Unsurprisingly given the disruption, the national and global media extensively reported the cold wave, including debate on whether or not human-induced climate change was partly responsible. One particular hypothesis garnered a lot of attention: the suggestion that rapid Arctic warming and associated sea ice loss may be increasing the risk of cold extremes.
The theory goes something like this: as the Arctic has warmed more rapidly than places further south, a phenomenon known as Arctic amplification, the north-south temperature gradient has weakened. This temperature gradient powers the jetstream, a strong wind high in the atmosphere that marks the boundary between cold Arctic air and warmer air to the south. A weaker north-south temperature gradient may cause a weaker jetstream. It’s also argued that a weaker jetstream will meander more, a bit like a river meanders more when the current is slower. When large southward meanders develop, Arctic air pushes south leading to cold conditions. This hypothesis has led to recent claims that Arctic warming will lead to more cold weather.
UIUC
New research by Exeter University's James Screen analyses thousands of weather records and suggest a more important – and remarkably simple – connection between Arctic warming and our weather. This link implies the opposite, that rapid Arctic warming will lead to fewer, not more, cold extremes.
Generally speaking (in the northern hemisphere), when the wind blows from the north temperatures tend to be colder than average. Conversely, when the wind blows from the south temperatures tend to be warmer than average. Cold extremes, those really cold days, occur most frequently when the wind is from the north. This is no real surprise, as the poles are cold and the tropics and equator to our south are warm.

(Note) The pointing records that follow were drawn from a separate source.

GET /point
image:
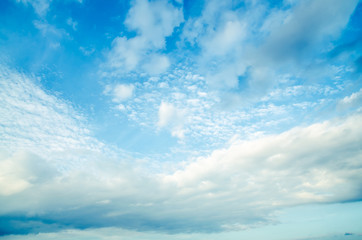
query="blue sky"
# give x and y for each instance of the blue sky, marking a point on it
(180, 119)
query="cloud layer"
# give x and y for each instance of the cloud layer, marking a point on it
(234, 188)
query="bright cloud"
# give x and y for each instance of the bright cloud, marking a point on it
(120, 92)
(153, 22)
(157, 119)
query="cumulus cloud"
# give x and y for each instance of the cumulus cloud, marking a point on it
(153, 21)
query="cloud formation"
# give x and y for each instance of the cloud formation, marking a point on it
(152, 21)
(319, 163)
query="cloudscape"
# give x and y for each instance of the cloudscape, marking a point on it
(181, 119)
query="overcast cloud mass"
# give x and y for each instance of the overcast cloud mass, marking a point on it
(156, 119)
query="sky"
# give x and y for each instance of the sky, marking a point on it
(181, 119)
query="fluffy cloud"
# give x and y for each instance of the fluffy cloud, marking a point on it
(40, 6)
(250, 49)
(34, 120)
(153, 21)
(120, 92)
(241, 185)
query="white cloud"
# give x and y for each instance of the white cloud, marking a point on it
(120, 92)
(315, 164)
(354, 100)
(34, 120)
(40, 6)
(72, 23)
(153, 21)
(157, 64)
(261, 45)
(52, 161)
(170, 116)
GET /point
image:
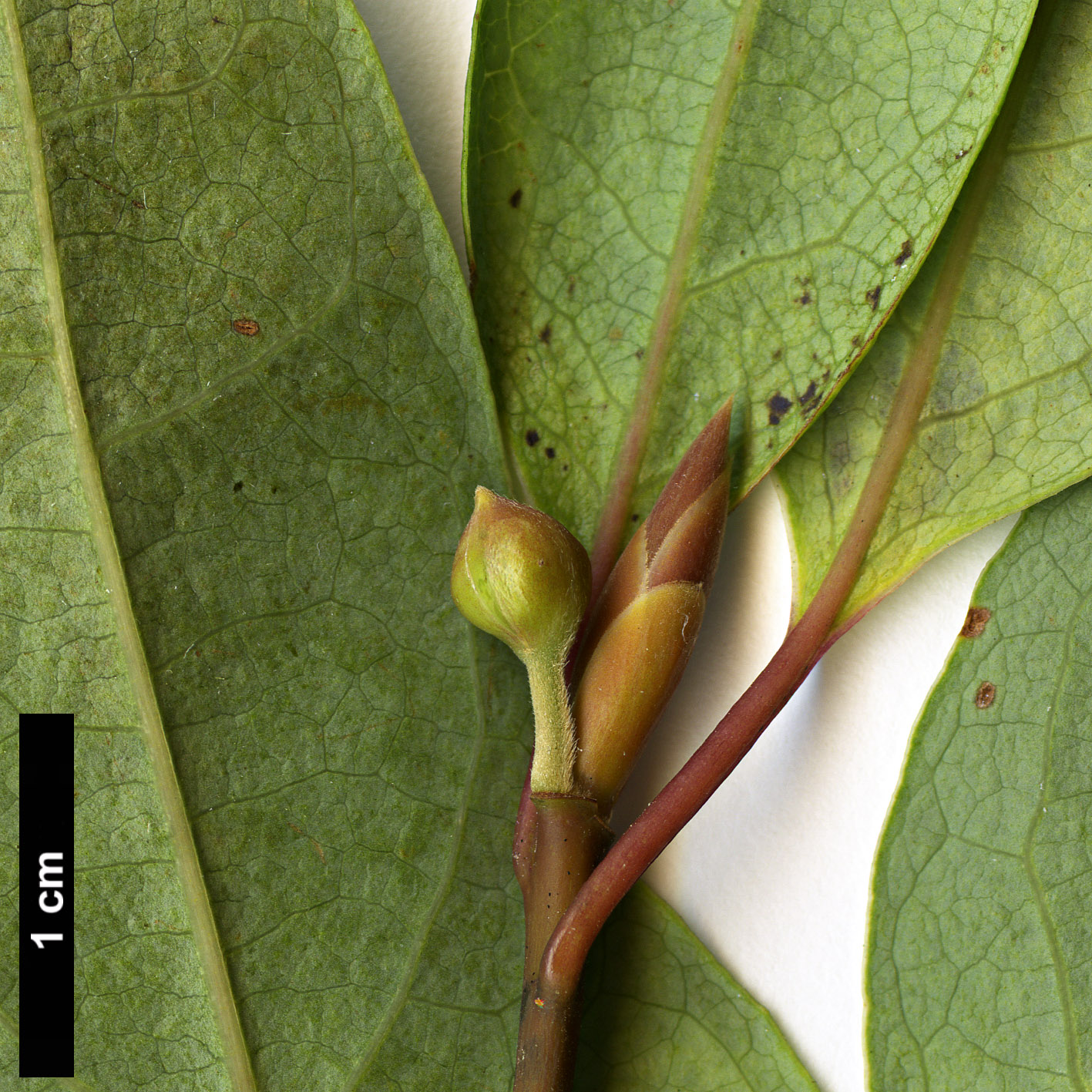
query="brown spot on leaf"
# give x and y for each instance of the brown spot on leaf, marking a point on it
(976, 621)
(778, 405)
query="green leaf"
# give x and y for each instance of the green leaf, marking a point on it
(243, 410)
(237, 274)
(979, 955)
(660, 219)
(1010, 418)
(662, 1013)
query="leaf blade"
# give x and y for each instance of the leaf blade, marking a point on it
(261, 297)
(662, 1013)
(979, 932)
(569, 114)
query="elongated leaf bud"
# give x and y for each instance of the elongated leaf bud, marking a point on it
(647, 620)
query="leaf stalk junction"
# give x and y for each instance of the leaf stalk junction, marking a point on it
(549, 1026)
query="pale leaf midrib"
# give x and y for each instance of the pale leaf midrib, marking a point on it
(206, 936)
(672, 297)
(413, 960)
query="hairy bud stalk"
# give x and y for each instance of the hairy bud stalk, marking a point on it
(521, 576)
(647, 620)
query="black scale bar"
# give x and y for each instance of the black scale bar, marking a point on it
(46, 845)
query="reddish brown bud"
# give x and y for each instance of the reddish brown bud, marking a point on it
(649, 615)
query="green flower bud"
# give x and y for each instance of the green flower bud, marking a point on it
(520, 576)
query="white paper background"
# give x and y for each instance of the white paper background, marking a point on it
(773, 875)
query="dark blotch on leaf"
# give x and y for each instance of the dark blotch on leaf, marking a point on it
(976, 621)
(778, 405)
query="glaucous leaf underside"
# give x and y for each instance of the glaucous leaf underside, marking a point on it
(979, 955)
(649, 220)
(236, 354)
(1010, 416)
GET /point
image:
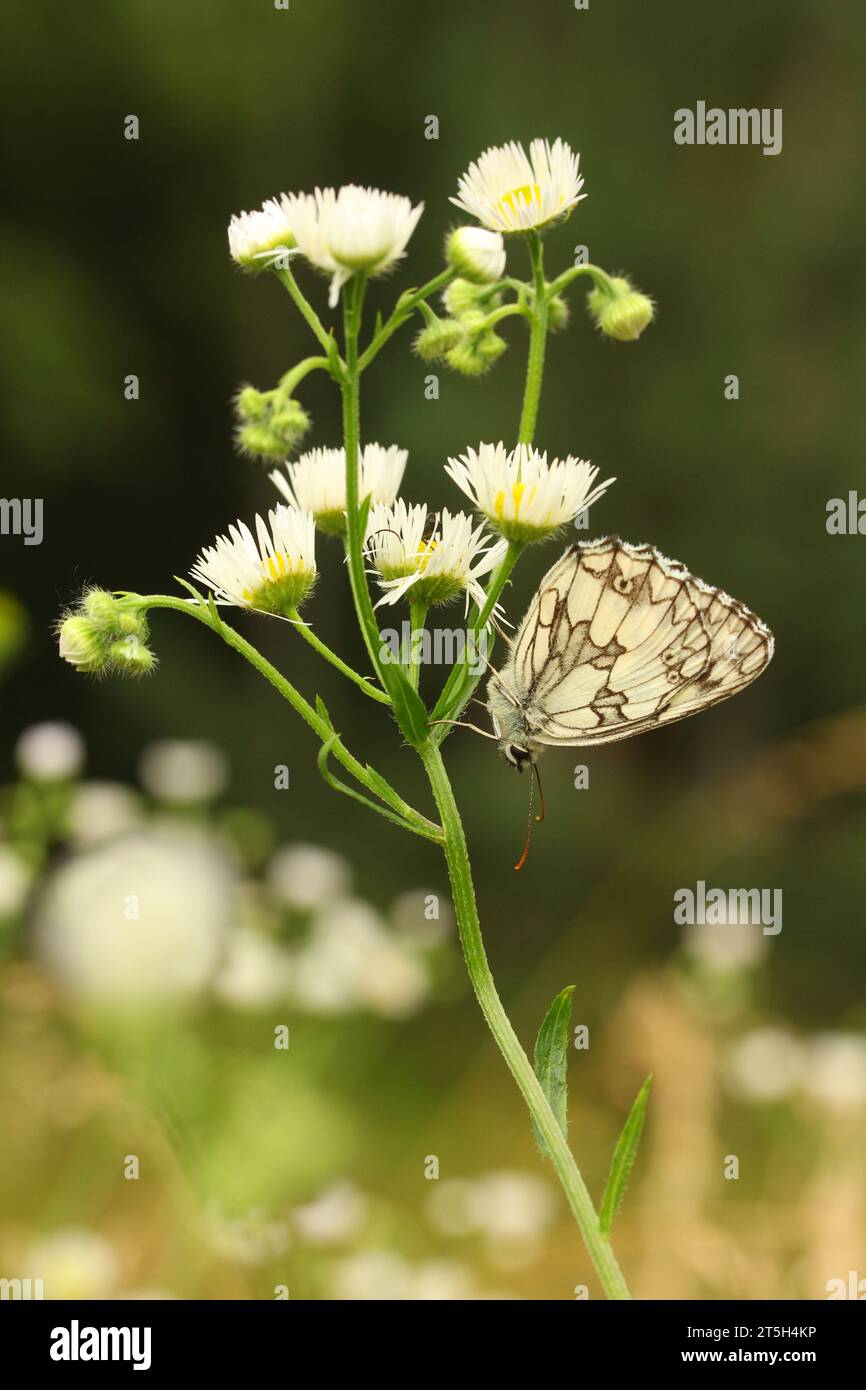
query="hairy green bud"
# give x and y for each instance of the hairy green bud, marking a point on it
(620, 310)
(438, 338)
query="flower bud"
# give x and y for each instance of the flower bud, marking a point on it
(491, 346)
(476, 255)
(106, 634)
(82, 645)
(260, 442)
(129, 656)
(250, 403)
(620, 310)
(270, 424)
(438, 338)
(460, 298)
(476, 355)
(291, 421)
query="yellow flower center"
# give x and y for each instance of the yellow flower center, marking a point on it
(510, 203)
(515, 496)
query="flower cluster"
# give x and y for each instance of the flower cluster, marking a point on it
(106, 635)
(428, 556)
(271, 571)
(521, 495)
(317, 481)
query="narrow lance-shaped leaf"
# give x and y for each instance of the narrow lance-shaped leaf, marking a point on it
(552, 1062)
(623, 1159)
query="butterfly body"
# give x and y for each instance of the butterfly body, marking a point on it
(619, 640)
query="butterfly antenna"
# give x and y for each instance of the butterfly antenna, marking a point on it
(541, 794)
(462, 723)
(526, 844)
(499, 681)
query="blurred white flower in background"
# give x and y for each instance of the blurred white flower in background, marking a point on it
(423, 916)
(15, 877)
(139, 919)
(726, 947)
(50, 752)
(249, 1239)
(184, 772)
(512, 1211)
(334, 1216)
(99, 811)
(834, 1072)
(350, 959)
(307, 876)
(256, 970)
(765, 1065)
(74, 1264)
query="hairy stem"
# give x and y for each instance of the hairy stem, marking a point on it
(538, 335)
(405, 307)
(459, 869)
(316, 642)
(323, 730)
(355, 541)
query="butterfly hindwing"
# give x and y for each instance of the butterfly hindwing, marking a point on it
(620, 640)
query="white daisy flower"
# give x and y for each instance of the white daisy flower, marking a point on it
(257, 239)
(271, 571)
(509, 192)
(520, 494)
(353, 230)
(477, 255)
(434, 555)
(317, 481)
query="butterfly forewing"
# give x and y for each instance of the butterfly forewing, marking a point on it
(620, 640)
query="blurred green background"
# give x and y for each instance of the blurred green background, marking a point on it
(114, 260)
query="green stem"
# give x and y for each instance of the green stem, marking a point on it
(353, 293)
(417, 617)
(456, 855)
(320, 726)
(599, 275)
(498, 314)
(287, 278)
(296, 374)
(316, 642)
(405, 307)
(538, 335)
(462, 684)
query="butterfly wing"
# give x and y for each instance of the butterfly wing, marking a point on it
(620, 640)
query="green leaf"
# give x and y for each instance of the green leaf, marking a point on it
(623, 1159)
(552, 1062)
(321, 709)
(409, 708)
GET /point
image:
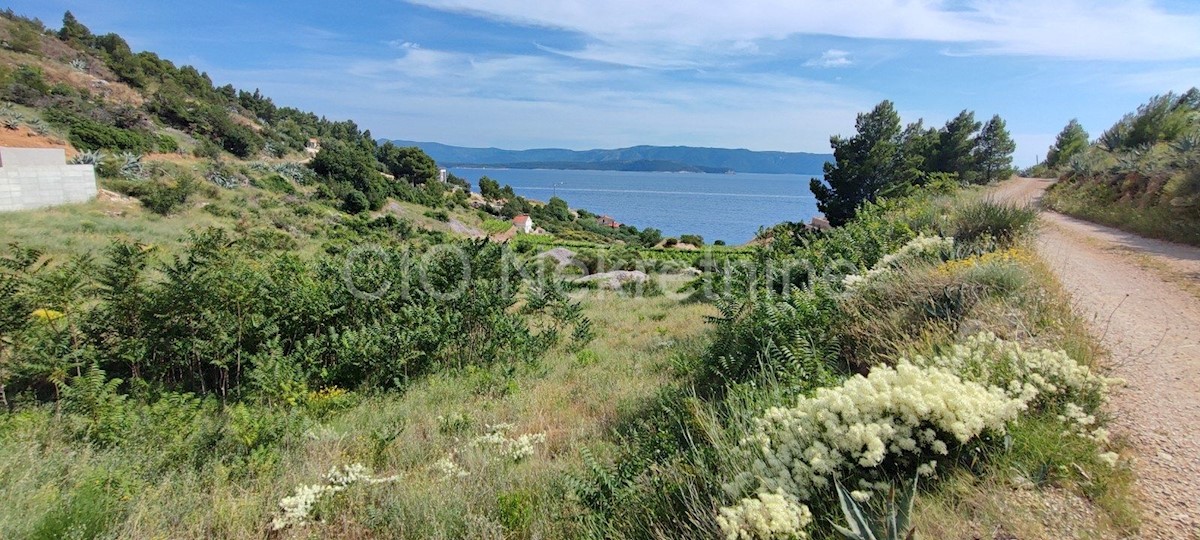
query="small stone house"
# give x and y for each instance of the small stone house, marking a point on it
(312, 147)
(607, 221)
(33, 178)
(523, 223)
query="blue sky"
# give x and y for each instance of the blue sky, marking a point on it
(765, 75)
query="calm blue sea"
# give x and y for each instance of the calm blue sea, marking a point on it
(718, 207)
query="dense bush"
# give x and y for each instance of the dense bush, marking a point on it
(225, 317)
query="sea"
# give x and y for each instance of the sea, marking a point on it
(717, 207)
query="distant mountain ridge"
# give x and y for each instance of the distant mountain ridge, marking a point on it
(703, 159)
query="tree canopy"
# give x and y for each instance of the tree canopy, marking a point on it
(881, 160)
(1071, 142)
(863, 165)
(994, 151)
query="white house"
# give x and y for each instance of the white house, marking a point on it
(523, 222)
(33, 178)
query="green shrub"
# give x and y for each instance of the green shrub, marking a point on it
(989, 220)
(438, 215)
(166, 144)
(274, 183)
(87, 135)
(88, 510)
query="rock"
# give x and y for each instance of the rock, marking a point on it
(615, 280)
(563, 256)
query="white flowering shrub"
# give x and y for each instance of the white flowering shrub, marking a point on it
(1042, 377)
(498, 443)
(768, 515)
(924, 249)
(297, 509)
(905, 418)
(449, 469)
(897, 417)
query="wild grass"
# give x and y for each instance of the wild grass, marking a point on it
(631, 448)
(59, 485)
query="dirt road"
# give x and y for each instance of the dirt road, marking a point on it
(1141, 300)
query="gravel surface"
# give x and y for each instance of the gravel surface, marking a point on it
(1135, 294)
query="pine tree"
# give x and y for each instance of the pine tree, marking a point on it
(955, 147)
(994, 151)
(73, 33)
(1071, 141)
(864, 165)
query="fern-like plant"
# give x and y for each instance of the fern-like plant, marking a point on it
(93, 157)
(892, 523)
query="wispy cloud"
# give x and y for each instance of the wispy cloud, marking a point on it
(553, 100)
(832, 58)
(1077, 29)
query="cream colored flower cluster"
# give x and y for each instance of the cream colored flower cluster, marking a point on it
(768, 515)
(1035, 376)
(918, 249)
(295, 510)
(894, 413)
(497, 442)
(448, 468)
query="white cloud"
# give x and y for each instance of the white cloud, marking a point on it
(1179, 79)
(525, 101)
(1077, 29)
(832, 58)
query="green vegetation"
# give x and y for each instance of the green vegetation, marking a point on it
(1143, 174)
(265, 348)
(881, 159)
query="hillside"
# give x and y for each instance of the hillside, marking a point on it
(1141, 174)
(741, 160)
(247, 336)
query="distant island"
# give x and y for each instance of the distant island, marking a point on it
(647, 166)
(658, 159)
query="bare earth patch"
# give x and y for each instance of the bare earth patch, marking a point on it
(1138, 297)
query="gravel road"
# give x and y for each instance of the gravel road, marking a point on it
(1140, 299)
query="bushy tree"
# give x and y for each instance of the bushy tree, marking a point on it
(349, 165)
(1071, 142)
(558, 210)
(864, 165)
(24, 37)
(1164, 118)
(994, 151)
(955, 147)
(918, 149)
(408, 165)
(73, 33)
(490, 189)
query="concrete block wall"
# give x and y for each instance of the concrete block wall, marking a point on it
(37, 178)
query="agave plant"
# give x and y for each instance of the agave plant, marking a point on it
(295, 172)
(39, 127)
(93, 157)
(12, 120)
(131, 166)
(893, 523)
(222, 177)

What the data shows, however, is that days in autumn and winter with northerly winds (blowing from the north) have warmed significantly more than days with southerly winds. The result is a levelling off of temperatures at a new, warmer average as cold days' temperatures rise towards the temperatures of warm days faster than the warm days themselves increase in temperature. Scientists call this a decrease in temperature variance, and it implies fewer temperature extremes, in this case notably fewer cold extremes.
Again, this makes perfect sense if you consider that the Arctic has warmed more rapidly than places further south. Cold northerly winds are not as cold as they were in the past, because the Arctic air they bring is, like the rest of the Arctic, considerably warmer than it once was.
The latest climate models suggest that these changes will continue and become more widespread in the future. I examined simulations from 34 different climate models, each run with projected increases in greenhouse gas concentrations. The models all agree that temperatures will warm in all seasons. Towards the pole beyond 40 degrees north, which includes large parts of US, Europe and Asia, temperatures are anticipated to become less variable in all seasons except summer. A warmer and less variable climate has fewer cold extremes.
There is still a lot to understand about how the dramatic changes occurring in the Arctic will affect weather patterns further south – in particular, if and how the jetstream might be affected will be vital. But there is strong evidence that Arctic warming is taking the edge off those cold northerly winds, meaning the risk of extreme cold waves like that experienced in the US becomes rarer still.